International efforts to tackle climate change are leading to a global surge in demand for 'critical metals' - so named for their strategic material value in the low-carbon energy sector writ large, and especially for batteries in electric vehicles and electricity storage. Primary among these critical metals is lithium, for which global demand is projected to grow fivefold by 2025 (Ellsmoor, 2019). Feeding this demand is a global network of mining and extractive processes whose most destructive (and least documented) effects are happening at the far ends of the value chain -- i.e., extraction and disposal. The proposed research seeks to understand the consolidation and contestation of lithium mining in five of the world's principal lithium-bearing countries: Australia, Canada and the "lithium triangle" of Argentina, Bolivia and Chile. Importantly, the work will study these processes in the context of two very different forms of llithium extraction: hard-rock mining and brine evaporation.

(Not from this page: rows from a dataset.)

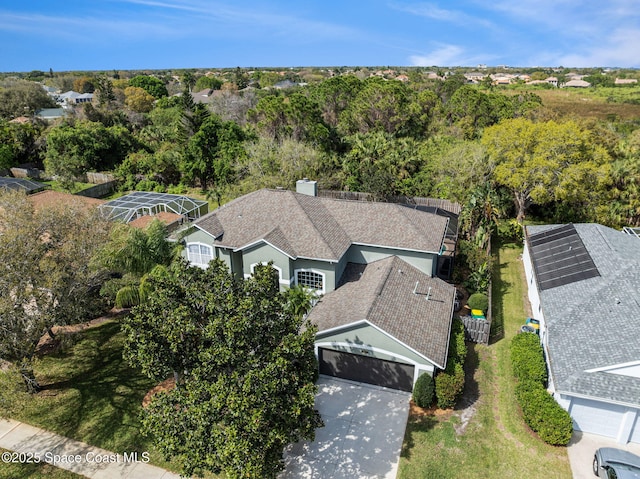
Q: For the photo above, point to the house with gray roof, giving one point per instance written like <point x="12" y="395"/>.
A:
<point x="383" y="316"/>
<point x="584" y="287"/>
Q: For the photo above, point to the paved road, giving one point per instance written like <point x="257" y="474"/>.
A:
<point x="362" y="437"/>
<point x="584" y="445"/>
<point x="31" y="443"/>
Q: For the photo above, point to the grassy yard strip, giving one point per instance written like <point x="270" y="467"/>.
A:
<point x="89" y="394"/>
<point x="33" y="471"/>
<point x="495" y="442"/>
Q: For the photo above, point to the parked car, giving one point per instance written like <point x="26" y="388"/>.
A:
<point x="612" y="463"/>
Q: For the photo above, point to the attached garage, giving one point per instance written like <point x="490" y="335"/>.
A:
<point x="356" y="367"/>
<point x="387" y="325"/>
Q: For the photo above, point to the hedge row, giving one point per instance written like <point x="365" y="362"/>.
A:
<point x="423" y="390"/>
<point x="543" y="414"/>
<point x="450" y="382"/>
<point x="540" y="411"/>
<point x="527" y="358"/>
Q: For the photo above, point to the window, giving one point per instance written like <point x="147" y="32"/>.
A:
<point x="276" y="277"/>
<point x="310" y="279"/>
<point x="199" y="254"/>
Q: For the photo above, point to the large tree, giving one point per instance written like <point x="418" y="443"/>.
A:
<point x="211" y="153"/>
<point x="72" y="150"/>
<point x="547" y="161"/>
<point x="152" y="85"/>
<point x="23" y="98"/>
<point x="45" y="273"/>
<point x="244" y="366"/>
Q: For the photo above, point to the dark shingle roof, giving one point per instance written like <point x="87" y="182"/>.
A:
<point x="384" y="296"/>
<point x="322" y="228"/>
<point x="593" y="323"/>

Through comparative research across these regions and socio-technical landscapes, the research will pursue two inter-related empirical questions and objectives.

1. How are states governing this process? A principal aim here is to document the institutional arrangements that have been put in place for regulating access, exploration, extraction and accumulation within the lithium sector. This will entail investigating the material and political conditions under which extraction processes and impacts have been governed and regulated in Australia, Canada, Argentina, Bolivia and Chile.

2. What accounts for political variation? A principal aim here is to explain how and why countries with comparable material conditions (e.g. pegmatite and salt flat) vary in terms of global integration and capital accumulation. A working hypothesis is that the integration and regulation of domestic and international capital will vary with the degree to which political interest groups and coalitions are able to organize and influence executive, legislative and judicial decisions within the sector.

Our work to fulfil these empirical objectives will break new ground in the study of governance, commodities and the implications of lithium mining for just and low-carbon energy transitions. Theoretically, we are driving toward a more critical conceptualization of the geopolitics of renewable energy by bringing into dialogue contemporary theories of international political economy, economic geography, and materiality as they relate to extractivism and sustainable development. Methodologically, the work will establish a framework for comparative approaches to the study of extractivism and national economic development (international political economy) and across very different forms of extractivism that produce the same raw commodity (materiality). Practically, we will generate actionable insights for planners, vulnerable populations and political movements that are aiming to ensure a 'just' transition to a low-carbon energy system in five of the world's principal lithium-producing regions.